How It All Got Started
Katz was an associate attorney at Frank, Weinberg & Black from 2007 until 2013 when he was terminated from employment without a separation agreement with the law firm. While an associate attorney, Katz sought to represent a client for a potential whistleblower lawsuit, however, his law firm did not want to accept the case. Thereafter, Katz referred the case to Vitale. Vitale accepted the case and filed a lawsuit in 2008. The case settled in 2016.
Although Vitale sent an email to Katz referencing the referral fee, neither Katz nor his former law firm ever signed a fee agreement for this client and never agreed to become jointly responsible for legal malpractice on the case.
No Honor When It Comes To Contingency Fees
After Vitale settled the case, he sought an invoice from Katz’s law firm (subsequently established after his termination) and a release from Katz’s former law firm before he would pay the referral fee. It is not surprising that Katz’s former law firm refused to release any entitlement to fees from the case. However, if that was not bad enough, Katz’s former law firm appears to have successfully argued at the trial level that it was entitled to the referral fee because Katz was an employee at the time of the referral.
If Katz’s former employer had only stated in a letter that they waived any interest they might have, it seems that the referral would have probably been paid to Katz without any complaint.
Different Story On Appeal
The problem with this ruling by the trial judge is that the agreement is void because it did not comply with Rule 4-1.5(f)(2) of the Rules Regulating the Florida Bar. The rules states in part regarding contingency fee agreements:
Every lawyer who … enters into [a] fee agreement … whereby the lawyer’s compensation is to be dependent or contingent … upon the successful … settlement thereof shall do so only where such fee arrangement is reduced to a written contract, signed by the client, and by a lawyer … representing the client.
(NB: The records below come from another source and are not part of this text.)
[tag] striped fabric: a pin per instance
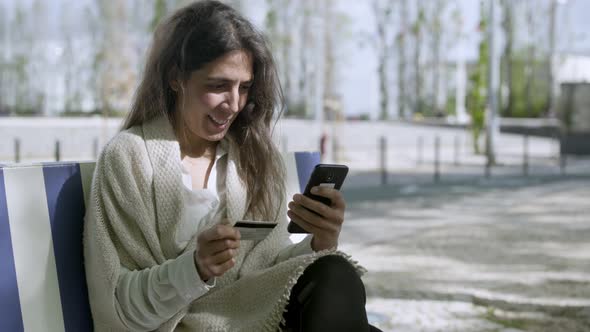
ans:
(42, 281)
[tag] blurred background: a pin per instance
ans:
(465, 123)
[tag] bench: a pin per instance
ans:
(42, 281)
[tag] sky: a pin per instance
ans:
(357, 81)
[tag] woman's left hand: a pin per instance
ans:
(326, 224)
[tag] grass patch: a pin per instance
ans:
(516, 323)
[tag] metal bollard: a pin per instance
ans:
(17, 150)
(525, 155)
(95, 148)
(457, 147)
(419, 149)
(562, 157)
(57, 151)
(436, 159)
(383, 157)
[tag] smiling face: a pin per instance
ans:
(211, 99)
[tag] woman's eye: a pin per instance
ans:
(216, 86)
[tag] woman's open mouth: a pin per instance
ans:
(218, 122)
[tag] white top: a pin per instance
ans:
(152, 296)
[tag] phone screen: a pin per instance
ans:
(325, 175)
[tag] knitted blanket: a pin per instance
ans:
(131, 221)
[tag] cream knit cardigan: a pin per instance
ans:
(131, 220)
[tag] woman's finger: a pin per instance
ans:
(222, 257)
(334, 195)
(315, 206)
(321, 224)
(307, 226)
(218, 232)
(213, 247)
(220, 269)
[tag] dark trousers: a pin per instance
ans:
(329, 296)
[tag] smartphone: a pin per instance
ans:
(325, 175)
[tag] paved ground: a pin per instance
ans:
(500, 255)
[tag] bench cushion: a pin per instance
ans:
(42, 284)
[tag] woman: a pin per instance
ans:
(195, 156)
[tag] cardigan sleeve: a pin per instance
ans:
(118, 227)
(150, 297)
(295, 249)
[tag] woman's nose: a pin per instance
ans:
(233, 99)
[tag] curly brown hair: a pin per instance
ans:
(189, 39)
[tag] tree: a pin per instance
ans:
(436, 32)
(383, 11)
(417, 27)
(477, 97)
(160, 11)
(507, 54)
(401, 37)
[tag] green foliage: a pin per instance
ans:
(451, 105)
(159, 13)
(477, 95)
(296, 110)
(539, 98)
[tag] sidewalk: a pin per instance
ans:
(505, 254)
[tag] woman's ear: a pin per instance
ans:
(174, 79)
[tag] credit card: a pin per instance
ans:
(254, 230)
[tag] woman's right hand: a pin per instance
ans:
(217, 248)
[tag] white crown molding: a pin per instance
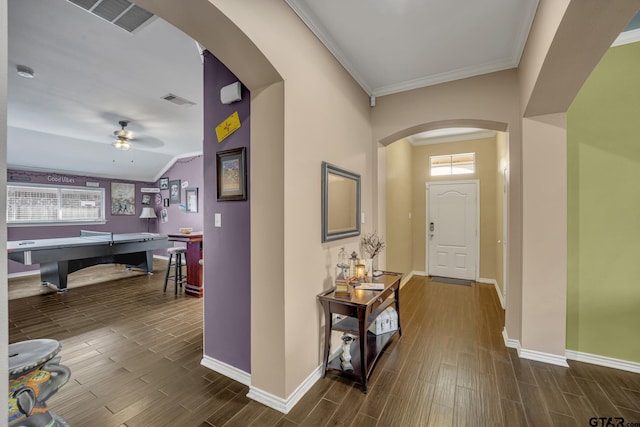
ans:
(627, 37)
(496, 287)
(448, 76)
(523, 36)
(307, 17)
(608, 362)
(172, 162)
(226, 370)
(452, 138)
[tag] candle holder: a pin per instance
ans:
(346, 353)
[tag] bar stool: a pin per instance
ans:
(178, 277)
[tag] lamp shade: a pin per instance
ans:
(148, 213)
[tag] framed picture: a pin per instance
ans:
(123, 198)
(164, 183)
(174, 192)
(191, 198)
(231, 174)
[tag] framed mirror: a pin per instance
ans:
(340, 203)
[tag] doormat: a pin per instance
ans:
(462, 282)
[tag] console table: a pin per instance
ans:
(361, 310)
(194, 255)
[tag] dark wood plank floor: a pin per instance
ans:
(135, 353)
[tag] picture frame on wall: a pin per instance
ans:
(191, 199)
(123, 198)
(231, 173)
(164, 183)
(174, 192)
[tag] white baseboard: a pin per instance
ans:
(409, 276)
(538, 356)
(495, 284)
(226, 370)
(509, 343)
(23, 274)
(608, 362)
(285, 405)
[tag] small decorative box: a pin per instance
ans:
(387, 321)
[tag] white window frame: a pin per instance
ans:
(59, 220)
(451, 163)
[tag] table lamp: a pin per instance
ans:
(148, 213)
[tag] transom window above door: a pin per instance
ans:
(452, 164)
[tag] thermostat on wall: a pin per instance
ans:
(231, 93)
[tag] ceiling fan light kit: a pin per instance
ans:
(123, 137)
(24, 71)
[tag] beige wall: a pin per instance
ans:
(544, 269)
(490, 101)
(502, 158)
(561, 52)
(4, 300)
(486, 164)
(399, 225)
(326, 118)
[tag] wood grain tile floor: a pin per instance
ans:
(135, 354)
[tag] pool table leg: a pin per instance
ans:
(55, 273)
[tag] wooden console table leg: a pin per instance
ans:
(362, 332)
(397, 296)
(328, 323)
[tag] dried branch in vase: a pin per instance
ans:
(372, 244)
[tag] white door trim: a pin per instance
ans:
(476, 182)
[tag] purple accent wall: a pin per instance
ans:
(189, 170)
(115, 223)
(227, 255)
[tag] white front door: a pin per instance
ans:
(452, 229)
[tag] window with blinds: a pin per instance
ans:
(452, 164)
(30, 204)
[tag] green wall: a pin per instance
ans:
(603, 147)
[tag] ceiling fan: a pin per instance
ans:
(123, 137)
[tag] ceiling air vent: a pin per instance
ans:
(178, 100)
(122, 13)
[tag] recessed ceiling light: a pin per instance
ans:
(24, 71)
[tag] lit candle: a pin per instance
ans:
(360, 271)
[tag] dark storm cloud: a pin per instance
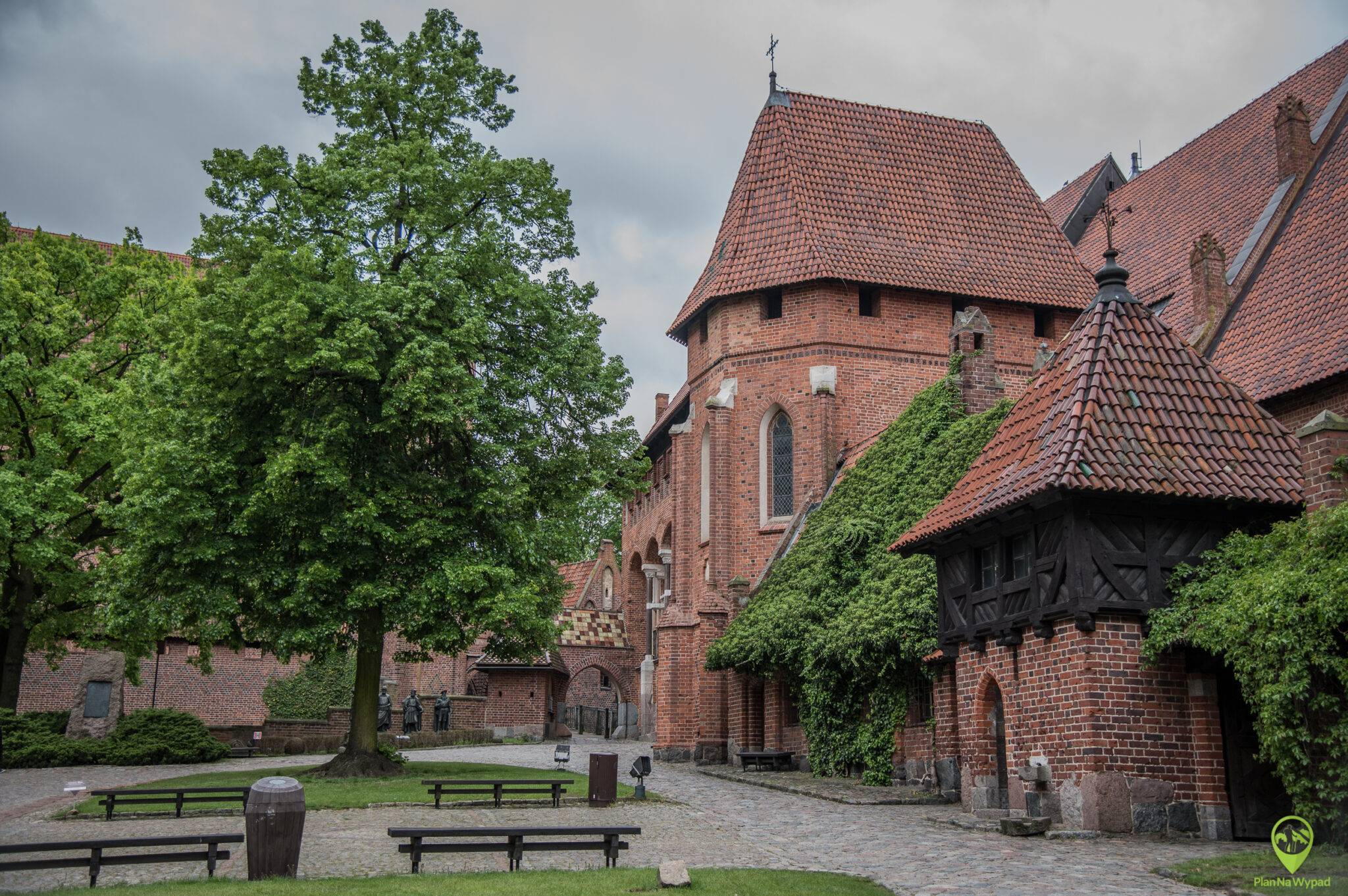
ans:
(644, 109)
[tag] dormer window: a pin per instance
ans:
(771, 305)
(1044, 324)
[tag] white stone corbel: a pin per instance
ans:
(824, 379)
(725, 397)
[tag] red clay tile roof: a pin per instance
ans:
(577, 576)
(1218, 182)
(1064, 203)
(1286, 332)
(1126, 407)
(843, 190)
(26, 234)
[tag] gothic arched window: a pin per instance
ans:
(781, 465)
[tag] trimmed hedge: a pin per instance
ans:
(145, 737)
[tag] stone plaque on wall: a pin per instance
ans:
(97, 694)
(97, 704)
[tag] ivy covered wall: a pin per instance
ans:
(840, 618)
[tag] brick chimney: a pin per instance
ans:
(1292, 131)
(1210, 293)
(971, 339)
(1324, 456)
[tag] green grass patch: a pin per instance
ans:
(1243, 870)
(359, 793)
(604, 882)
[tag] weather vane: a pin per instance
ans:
(1110, 217)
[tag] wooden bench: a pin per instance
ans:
(96, 859)
(176, 795)
(775, 760)
(496, 789)
(513, 841)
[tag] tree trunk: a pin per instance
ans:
(361, 758)
(14, 639)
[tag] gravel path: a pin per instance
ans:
(707, 822)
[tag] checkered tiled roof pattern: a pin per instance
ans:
(831, 189)
(594, 628)
(1219, 182)
(1125, 407)
(26, 234)
(1286, 332)
(1064, 203)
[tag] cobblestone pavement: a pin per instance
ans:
(708, 821)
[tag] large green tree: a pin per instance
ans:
(72, 324)
(1274, 608)
(387, 393)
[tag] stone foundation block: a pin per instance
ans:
(1025, 826)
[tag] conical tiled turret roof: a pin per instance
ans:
(1125, 407)
(840, 190)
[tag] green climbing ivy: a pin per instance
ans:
(840, 618)
(1274, 608)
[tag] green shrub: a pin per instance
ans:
(1274, 608)
(319, 685)
(145, 737)
(158, 736)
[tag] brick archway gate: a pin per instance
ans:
(602, 680)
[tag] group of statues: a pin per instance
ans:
(413, 712)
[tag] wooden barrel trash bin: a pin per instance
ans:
(603, 779)
(274, 824)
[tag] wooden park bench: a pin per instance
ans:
(176, 795)
(96, 859)
(775, 760)
(498, 789)
(513, 841)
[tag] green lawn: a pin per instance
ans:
(619, 882)
(1242, 870)
(359, 793)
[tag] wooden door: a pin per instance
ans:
(1257, 797)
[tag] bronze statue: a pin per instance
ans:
(442, 708)
(411, 713)
(384, 710)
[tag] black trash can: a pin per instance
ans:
(603, 779)
(275, 825)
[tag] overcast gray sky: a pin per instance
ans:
(107, 109)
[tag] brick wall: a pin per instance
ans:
(1108, 726)
(881, 362)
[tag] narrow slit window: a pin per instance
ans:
(1018, 555)
(771, 305)
(867, 303)
(782, 465)
(986, 561)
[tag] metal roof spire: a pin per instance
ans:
(774, 96)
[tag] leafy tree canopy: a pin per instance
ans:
(1274, 608)
(380, 403)
(72, 324)
(840, 616)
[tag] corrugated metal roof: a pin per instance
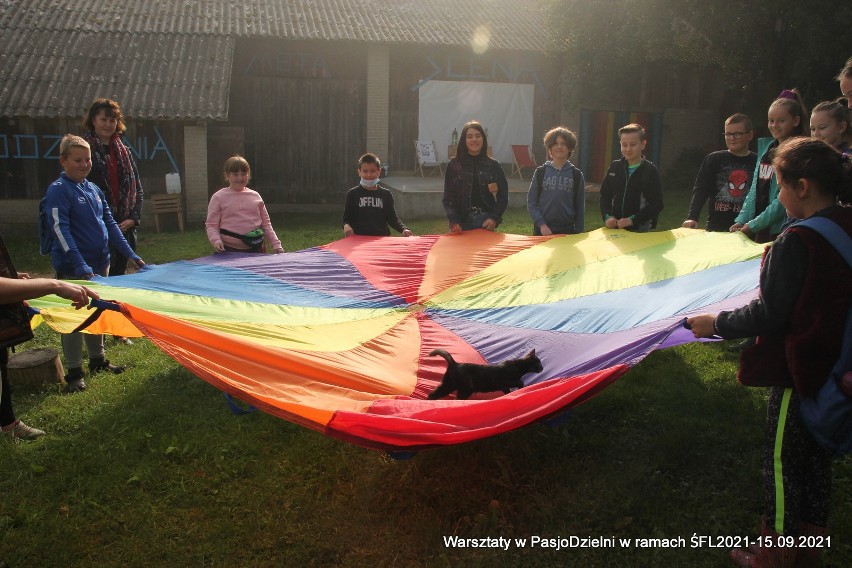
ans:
(511, 24)
(154, 75)
(172, 59)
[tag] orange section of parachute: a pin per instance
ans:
(304, 387)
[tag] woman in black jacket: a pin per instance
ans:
(476, 192)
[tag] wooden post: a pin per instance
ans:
(35, 368)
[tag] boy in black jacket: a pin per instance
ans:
(369, 208)
(631, 194)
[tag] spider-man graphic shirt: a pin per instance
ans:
(722, 183)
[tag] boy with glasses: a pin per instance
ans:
(724, 178)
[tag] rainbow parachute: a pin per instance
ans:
(336, 338)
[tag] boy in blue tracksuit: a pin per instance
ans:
(82, 228)
(631, 194)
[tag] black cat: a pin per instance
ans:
(468, 378)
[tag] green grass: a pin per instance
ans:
(150, 468)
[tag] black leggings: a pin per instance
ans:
(7, 413)
(796, 469)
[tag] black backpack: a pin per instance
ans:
(828, 413)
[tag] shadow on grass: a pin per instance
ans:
(151, 468)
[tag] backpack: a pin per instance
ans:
(828, 413)
(538, 177)
(45, 230)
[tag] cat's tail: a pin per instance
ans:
(445, 355)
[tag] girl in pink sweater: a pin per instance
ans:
(237, 220)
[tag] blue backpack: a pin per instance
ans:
(828, 414)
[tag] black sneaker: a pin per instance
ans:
(74, 381)
(98, 365)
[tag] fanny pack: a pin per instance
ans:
(252, 238)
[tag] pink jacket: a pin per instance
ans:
(238, 212)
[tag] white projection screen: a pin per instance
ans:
(505, 109)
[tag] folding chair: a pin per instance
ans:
(523, 159)
(427, 156)
(166, 203)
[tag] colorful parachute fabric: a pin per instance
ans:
(337, 338)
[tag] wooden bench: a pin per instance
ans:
(167, 203)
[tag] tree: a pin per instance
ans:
(758, 47)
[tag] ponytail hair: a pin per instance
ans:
(817, 162)
(791, 100)
(846, 71)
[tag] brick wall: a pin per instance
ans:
(378, 96)
(195, 174)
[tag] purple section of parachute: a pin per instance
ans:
(566, 354)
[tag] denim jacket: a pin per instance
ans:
(458, 185)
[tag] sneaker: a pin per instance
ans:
(74, 380)
(98, 365)
(21, 431)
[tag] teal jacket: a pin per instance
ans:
(773, 216)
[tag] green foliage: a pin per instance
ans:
(150, 468)
(760, 46)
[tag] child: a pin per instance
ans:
(556, 200)
(369, 208)
(15, 290)
(631, 194)
(82, 231)
(762, 215)
(830, 123)
(237, 220)
(805, 291)
(724, 178)
(476, 192)
(845, 80)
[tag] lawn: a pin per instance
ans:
(150, 468)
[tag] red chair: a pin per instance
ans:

The rule goes on further to say:
Each participating lawyer or law firm shall sign the contract with the client and shall agree to assume joint legal responsibility to the client for the performance of the services in question as if each were partners of the other lawyer or law firm involved.
In Chandris v. Yanakakis, 668 So. 2d 180 (Fla. 1995), the Florida Supreme Court held that a contingent fee agreement that does not comply with the rules is void as against the public interest.
Now What Happens
Having reached the unavoidable conclusion that the $500,000 referral fee is void, what happens to the money?
Since this case is an interpleader, the trial judge will decide who gets the money. From the tone of the opinion, my guess is that the judges feel that the money should go to the client rather than to Vitale even though he may claim entitlement based on a standard contingency fee agreement. The problem with giving the money to Vitale under the contingency fee agreement is that Vitale filed the interpleader lawsuit in the first place (this type of lawsuit is filed when a party is in doubt about what to do with funds in their possession).
As such, it is likely that Vitale already took the position in the lawsuit itself that other parties (Katz or his former employer) were entitled to the money. It is unlikely that a trial judge would allow him to go back and now make a claim to those funds after Katz and the former employer’s claims to the money have failed.
Therefore, the money belongs to the client as a discounted legal contingency fee (assuming that any “quantum meruit” award is negligible for either Katz or his former law employer). Likewise, the client should be joined in the interpleader action (even though not joined in the original action). Vitale, in failing to get written consent from the client to pay a referral fee in the first place, essentially has unclean hands when it comes to claiming the disputed referral fee.
Lesson To Be Learned
Referral fees in contingency fee cases in Florida need to be in writing and signed by the client and all the lawyers (or law firms) participating. In doing so, the lawyers become “jointly responsible” for the representation and effectively become “partners” for the case.
What To Do If You Have Been Referred By An Attorney
If you have been referred to another lawyer or law firm, you should contact your attorney to discuss whether a referral fee will be paid at the end of your case. If a referral fee is to be paid, then the referral attorney should have signed the contract to become jointly responsible and you should have been provided with a copy of the contract with the referral attorney’s signature on it.
Referral fees of 25% are customarily paid in Florida personal injury cases to the attorney originating the client. Fee splits greater than 25% require a petition for approval with a court of competent jurisdiction.
If there is disagreement over how much or whether a referral fee should be paid, it is better to resolve that before the contingency (settlement or civil judgment) occurs. After the occurrence of a contingency, as in this case, it seems that greed prevails over the voice of reason and fair dealing.